David H with provocative questions. They are fair questions, stated respectfully:
I'm interested in how you viewed the information regarding Alford pleas. I think it cuts both ways - if Alford pleas are possible, and Lueke did not affirmatively maintain his innocence, it seems that this would cut against him. These pleas are rare, though, and the prosecutor may not have been willing to go along with the plea deal if Lueke wanted to state his innocence on the record. A five second google search shows that California permitted these pleas at least as recently as 2006 (defendant: Jean Peyrelevade). But as to your larger point, Alford is indeed a formal, legal recognition that some defendants plead guilty while disputing their guilt.
I'm curious, though, about how many people rushing to give Lueke every possible benefit of the doubt would do so in other guilty plea (or nolo contendre) situations. I'm not calling anyone out specifically, and not assigning specific motives or biases, but would there be such support voiced if he was not a talented white athlete in the Mariners organization? Or just not a talented athlete? Or just not white? Or just not a Mariner? Think about all the people sitting behind bars because of a guilty plea right now - are you (not you jemanji but you commenters straining to find some gap in the information to support Lueke) as willing to assume they may be actually innocent as you are to assume that Lueke may be?
Here are over 250 people wrongly convicted and later exonerated by DNA or other evidence. According to the data compiled by the Innocence Project, "In about 25% of DNA exoneration cases, innocent defendants made incriminating statements, delivered outright confessions or pled guilty." People confess and plead guilty when they are innocent. This is a known fact. Do you give the benefit of the doubt to other convicted felons, or just Lueke?
=== Single White Female, Dept. ===
I believe that the question about Lueke's whiteness is a little retro. The president is black, the most popular movie star is black, and conservatives will vote Condolezza Rice long before they'll vote John Kerry. :- )
Many here remember that one of the three or four hottest flame wars on Detectovision.com was over Dr. D's defense of Carl Everett -- a "very" black man. And everybody will remember the hyper-friendly SSI/MC attitude toward Milton Bradley.
Sports fans especially pick their faves -- Junior, Michael Jordan, Edgar, whoever -- based on factors other than the color of their skin these days. That's my opinion, anyway. I'd have rather had Jesus Montero than Justin Smoak....
=== Bias, Dept. ===
There is a tendency toward the Lueke side of the argument this week on SSI, no doubts there. I believe that this is for three reasons:
1) The other half of the story has been already been stated and argued, by Geoff Baker in the Seattle Times.

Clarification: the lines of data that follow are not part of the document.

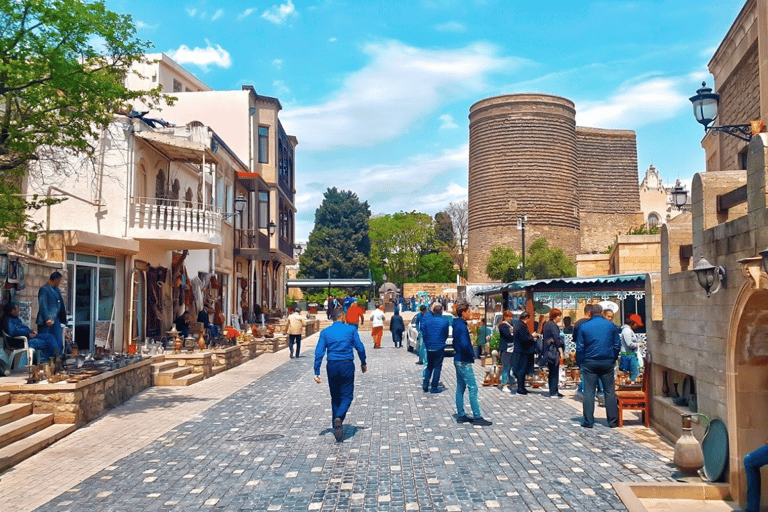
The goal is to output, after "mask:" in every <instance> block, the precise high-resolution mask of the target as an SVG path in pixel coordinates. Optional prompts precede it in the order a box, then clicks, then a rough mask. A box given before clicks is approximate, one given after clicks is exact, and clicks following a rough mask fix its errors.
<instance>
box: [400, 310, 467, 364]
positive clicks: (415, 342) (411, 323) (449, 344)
mask: <svg viewBox="0 0 768 512" xmlns="http://www.w3.org/2000/svg"><path fill="white" fill-rule="evenodd" d="M443 318H445V319H446V320H448V339H447V340H446V341H445V354H446V355H453V319H454V318H456V317H455V316H453V315H449V314H448V313H445V314H443ZM405 337H406V341H407V342H408V344H407V345H406V346H407V347H408V351H409V352H415V351H416V347H417V346H418V345H417V344H418V340H419V331H418V329H416V316H415V315H414V317H413V319H411V323H410V324H408V327H406V329H405Z"/></svg>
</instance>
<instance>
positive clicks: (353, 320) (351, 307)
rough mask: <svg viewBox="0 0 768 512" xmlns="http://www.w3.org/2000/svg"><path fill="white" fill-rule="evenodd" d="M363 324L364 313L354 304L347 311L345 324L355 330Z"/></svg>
mask: <svg viewBox="0 0 768 512" xmlns="http://www.w3.org/2000/svg"><path fill="white" fill-rule="evenodd" d="M364 323H365V311H363V308H361V307H360V304H359V303H357V302H355V303H353V304H352V305H351V306H349V308H348V309H347V324H348V325H353V326H355V329H357V328H358V327H359V326H361V325H363V324H364Z"/></svg>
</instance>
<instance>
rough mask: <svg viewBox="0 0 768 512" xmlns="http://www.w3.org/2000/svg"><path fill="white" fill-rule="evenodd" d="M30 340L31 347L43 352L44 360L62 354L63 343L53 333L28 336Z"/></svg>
mask: <svg viewBox="0 0 768 512" xmlns="http://www.w3.org/2000/svg"><path fill="white" fill-rule="evenodd" d="M28 341H29V346H30V347H32V348H34V349H35V350H39V351H40V352H42V357H43V361H48V360H49V359H50V358H52V357H56V356H58V355H60V354H61V343H59V342H58V341H56V338H55V337H54V336H53V335H52V334H45V333H43V334H41V333H38V334H37V336H35V337H34V338H28ZM29 364H32V362H30V363H29Z"/></svg>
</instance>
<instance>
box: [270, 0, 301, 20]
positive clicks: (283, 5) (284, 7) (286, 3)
mask: <svg viewBox="0 0 768 512" xmlns="http://www.w3.org/2000/svg"><path fill="white" fill-rule="evenodd" d="M297 15H298V12H296V7H295V6H294V5H293V2H292V1H291V0H288V1H287V2H286V3H284V4H280V5H273V6H272V7H270V8H269V9H267V10H266V11H264V12H263V13H262V15H261V17H262V18H264V19H265V20H267V21H269V22H271V23H274V24H276V25H282V24H283V23H285V20H287V19H288V17H290V16H297Z"/></svg>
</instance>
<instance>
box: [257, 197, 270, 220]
mask: <svg viewBox="0 0 768 512" xmlns="http://www.w3.org/2000/svg"><path fill="white" fill-rule="evenodd" d="M268 225H269V192H259V229H267V227H268Z"/></svg>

2) There is a backlash in America against a court system, and media system, that is unfair to white males accused of sex crimes.

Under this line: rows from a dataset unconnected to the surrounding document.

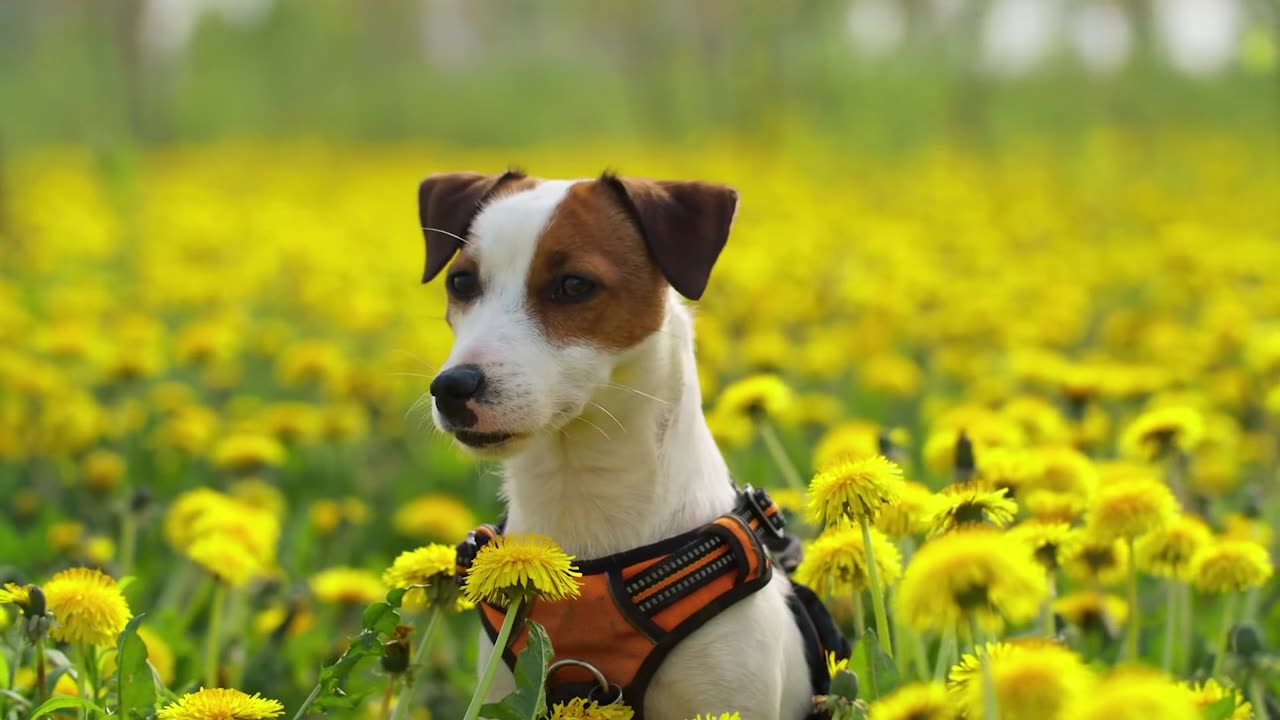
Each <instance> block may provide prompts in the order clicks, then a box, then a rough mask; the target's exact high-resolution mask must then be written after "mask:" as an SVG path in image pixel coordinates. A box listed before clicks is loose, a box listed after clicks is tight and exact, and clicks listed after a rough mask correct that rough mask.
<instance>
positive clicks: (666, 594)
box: [458, 487, 786, 716]
mask: <svg viewBox="0 0 1280 720" xmlns="http://www.w3.org/2000/svg"><path fill="white" fill-rule="evenodd" d="M782 528H783V520H782V514H781V511H780V510H778V507H777V505H774V503H773V501H772V500H769V497H768V495H767V493H764V491H760V489H754V488H751V487H746V488H744V489H742V491H740V493H739V501H737V503H736V506H735V509H733V510H732V511H731V512H727V514H724V515H722V516H719V518H717V519H716V520H714V521H712V523H709V524H707V525H704V527H703V528H699V529H696V530H692V532H689V533H685V534H681V536H677V537H673V538H668V539H666V541H662V542H658V543H654V544H649V546H645V547H640V548H636V550H631V551H627V552H621V553H617V555H611V556H607V557H600V559H595V560H588V561H581V562H579V564H577V569H579V571H580V573H581V574H582V578H581V596H580V597H579V598H575V600H572V601H564V602H556V603H550V602H541V601H539V600H534V602H531V603H529V605H526V606H525V607H522V609H521V616H520V618H517V624H516V632H513V633H512V639H511V642H509V643H508V646H507V648H506V651H504V653H503V656H504V660H506V661H507V664H508V666H512V667H513V666H515V660H516V655H518V653H520V651H522V650H524V648H525V643H526V641H527V635H529V632H527V628H526V626H525V621H526V620H530V619H531V620H534V621H536V623H539V624H541V625H543V626H544V628H547V632H548V634H549V635H550V639H552V646H553V648H554V652H556V657H557V660H561V659H572V660H580V661H585V662H589V664H590V665H593V666H595V667H596V669H599V670H600V671H602V673H603V675H604V676H605V678H607V680H608V682H609V683H611V684H613V685H616V688H617V689H620V691H621V692H622V696H623V697H625V698H626V702H627V705H630V706H631V707H632V708H635V710H636V712H637V716H640V712H641V711H643V703H644V693H645V689H646V688H648V685H649V682H650V680H652V679H653V674H654V673H655V671H657V669H658V666H659V665H660V664H662V661H663V660H664V659H666V656H667V655H668V653H669V652H671V650H672V648H675V647H676V644H678V643H680V642H681V641H682V639H685V638H686V637H689V634H691V633H692V632H694V630H696V629H698V628H700V626H701V625H704V624H705V623H707V621H708V620H710V619H712V618H714V616H716V615H719V614H721V612H723V611H724V610H727V609H728V607H731V606H732V605H733V603H736V602H737V601H740V600H742V598H745V597H748V596H750V594H751V593H754V592H756V591H759V589H760V588H763V587H764V585H765V584H768V582H769V579H771V578H772V573H773V568H772V562H771V560H769V553H768V551H767V548H765V542H768V543H771V544H774V546H777V547H782V544H785V541H786V537H785V534H783V533H782ZM500 533H502V528H500V527H494V525H483V527H480V528H477V529H476V530H475V532H474V533H471V534H468V537H467V542H465V543H462V544H460V546H458V577H460V578H462V577H465V574H466V570H467V569H468V568H470V562H471V560H472V559H474V557H475V552H476V551H477V550H479V547H480V546H483V544H484V543H485V542H488V539H492V538H494V537H497V536H498V534H500ZM480 611H481V621H483V624H484V628H485V630H486V632H488V634H489V638H490V639H495V638H497V634H498V628H499V626H500V625H502V621H503V615H504V611H503V609H500V607H495V606H492V605H488V603H481V606H480ZM552 682H553V687H552V688H550V693H552V697H553V700H554V698H558V697H588V696H590V694H591V689H593V688H596V689H598V685H599V683H598V680H596V679H595V678H594V676H593V674H591V673H590V671H588V670H585V669H582V667H579V666H572V665H568V666H564V667H563V669H561V670H559V671H558V673H557V674H556V676H554V678H553V680H552ZM605 701H608V698H607V697H605V698H602V702H605Z"/></svg>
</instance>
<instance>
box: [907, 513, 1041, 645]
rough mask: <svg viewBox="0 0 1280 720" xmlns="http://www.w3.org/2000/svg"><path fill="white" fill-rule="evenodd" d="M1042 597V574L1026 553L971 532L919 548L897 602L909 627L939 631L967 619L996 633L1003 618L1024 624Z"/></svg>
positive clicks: (911, 557)
mask: <svg viewBox="0 0 1280 720" xmlns="http://www.w3.org/2000/svg"><path fill="white" fill-rule="evenodd" d="M1023 551H1025V552H1023ZM1047 593H1048V585H1047V580H1046V577H1044V570H1043V569H1042V568H1041V566H1039V565H1038V564H1037V562H1036V560H1034V559H1033V557H1032V553H1030V550H1029V548H1025V547H1024V546H1021V544H1020V543H1016V542H1012V543H1011V542H1010V541H1009V537H1007V536H1005V534H1004V533H998V532H995V530H989V529H984V528H974V529H965V530H959V532H955V533H948V534H946V536H942V537H940V538H937V539H933V541H929V542H927V543H924V546H923V547H920V550H919V551H918V552H916V553H915V556H914V557H911V561H910V564H908V566H906V571H905V573H904V574H902V582H901V583H900V585H899V592H897V597H896V600H897V602H899V607H900V610H901V612H902V616H904V619H906V621H908V623H910V624H911V626H914V628H916V629H919V630H936V632H941V630H950V629H955V628H956V626H957V625H960V624H961V623H963V621H964V620H968V619H969V618H974V619H977V620H978V623H979V624H980V625H983V626H986V628H988V629H998V628H1000V626H1001V620H1002V619H1004V620H1007V621H1010V623H1015V624H1016V623H1021V621H1025V620H1029V619H1032V618H1034V616H1036V614H1037V612H1038V610H1039V603H1041V601H1042V600H1043V598H1044V596H1046V594H1047Z"/></svg>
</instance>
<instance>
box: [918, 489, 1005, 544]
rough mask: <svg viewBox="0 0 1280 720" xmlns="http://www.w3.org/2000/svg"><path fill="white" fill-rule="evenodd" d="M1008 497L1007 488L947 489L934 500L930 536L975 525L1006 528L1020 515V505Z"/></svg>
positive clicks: (934, 496)
mask: <svg viewBox="0 0 1280 720" xmlns="http://www.w3.org/2000/svg"><path fill="white" fill-rule="evenodd" d="M1007 493H1009V491H1007V489H1005V488H1000V489H992V491H988V489H983V488H982V487H980V486H975V484H972V483H965V484H954V486H947V487H946V488H943V489H942V492H940V493H938V495H937V496H934V502H933V512H932V514H931V515H929V518H928V524H929V532H931V533H932V534H936V536H938V534H943V533H950V532H952V530H956V529H960V528H966V527H972V525H991V527H995V528H1004V527H1006V525H1009V524H1010V523H1012V521H1014V516H1015V515H1018V503H1016V502H1014V501H1012V500H1009V498H1007V497H1006V495H1007Z"/></svg>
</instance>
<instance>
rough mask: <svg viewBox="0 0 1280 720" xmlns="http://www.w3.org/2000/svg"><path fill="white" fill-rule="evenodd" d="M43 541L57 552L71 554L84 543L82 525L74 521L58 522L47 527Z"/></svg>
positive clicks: (81, 524)
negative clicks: (48, 527) (46, 543)
mask: <svg viewBox="0 0 1280 720" xmlns="http://www.w3.org/2000/svg"><path fill="white" fill-rule="evenodd" d="M45 539H46V541H49V546H50V547H51V548H54V550H55V551H58V552H73V551H76V550H78V548H79V546H81V543H82V542H84V525H83V524H81V523H77V521H74V520H59V521H56V523H54V524H52V525H49V529H47V530H46V532H45Z"/></svg>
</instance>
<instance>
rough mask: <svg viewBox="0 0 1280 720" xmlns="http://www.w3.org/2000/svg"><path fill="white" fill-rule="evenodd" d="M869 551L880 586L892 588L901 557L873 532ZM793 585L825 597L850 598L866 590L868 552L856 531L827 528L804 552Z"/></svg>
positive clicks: (901, 561) (895, 580)
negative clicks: (850, 594) (810, 589)
mask: <svg viewBox="0 0 1280 720" xmlns="http://www.w3.org/2000/svg"><path fill="white" fill-rule="evenodd" d="M870 534H872V551H873V552H874V555H876V570H877V571H878V574H879V582H881V583H883V584H884V585H886V587H892V585H895V584H896V583H897V580H899V578H901V577H902V553H901V552H899V550H897V546H895V544H893V543H892V542H890V541H888V538H886V537H884V534H883V533H881V532H879V530H876V529H872V533H870ZM796 582H799V583H801V584H805V585H809V587H812V588H815V589H817V591H818V592H824V593H826V594H850V593H854V592H858V591H861V589H864V588H867V583H868V575H867V552H865V548H864V547H863V533H861V530H860V529H858V528H850V527H845V528H829V529H828V530H827V532H824V533H822V534H820V536H818V538H817V539H814V541H813V542H812V543H809V546H808V547H806V548H805V552H804V560H801V561H800V566H799V568H796Z"/></svg>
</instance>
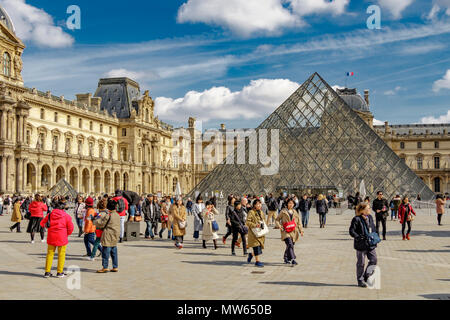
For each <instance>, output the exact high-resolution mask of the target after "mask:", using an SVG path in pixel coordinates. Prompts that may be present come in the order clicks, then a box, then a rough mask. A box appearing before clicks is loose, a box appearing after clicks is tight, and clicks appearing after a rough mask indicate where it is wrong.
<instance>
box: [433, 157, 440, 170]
mask: <svg viewBox="0 0 450 320" xmlns="http://www.w3.org/2000/svg"><path fill="white" fill-rule="evenodd" d="M434 168H435V169H440V168H441V158H439V157H434Z"/></svg>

3) The truth on this issue is toward the Lueke side of the argument.
The "backlash" isn't an Angry White Male thing. It's a simple recognition of injustice. Political excesses are necessarily going to cause equal-and-opposite reactions.
Geoff has argued strongly, but in my humble opinion in some points incorrectly -- and the very detail of his argument have seduced the analysts here into filling the vacuum with accurate responses.
Any reader is welcome to go back to the beginning of this discussion, and see that, if anything, the general consensus was too tentative about defending Lueke's point of view. Only after the truth began to dawn, did opinion coalesce around the idea that, "Hey, this kid really isn't getting a fair shake."
Josh Lueke physically looks, and comes off in print, as a fairly unsavory character. I don't think people wound up siding with him because he's a sympathetic character.
Hold up your hand, if you believe that SSI readers would have analyzed the arguments differently, if the accused had been Michael Pineda.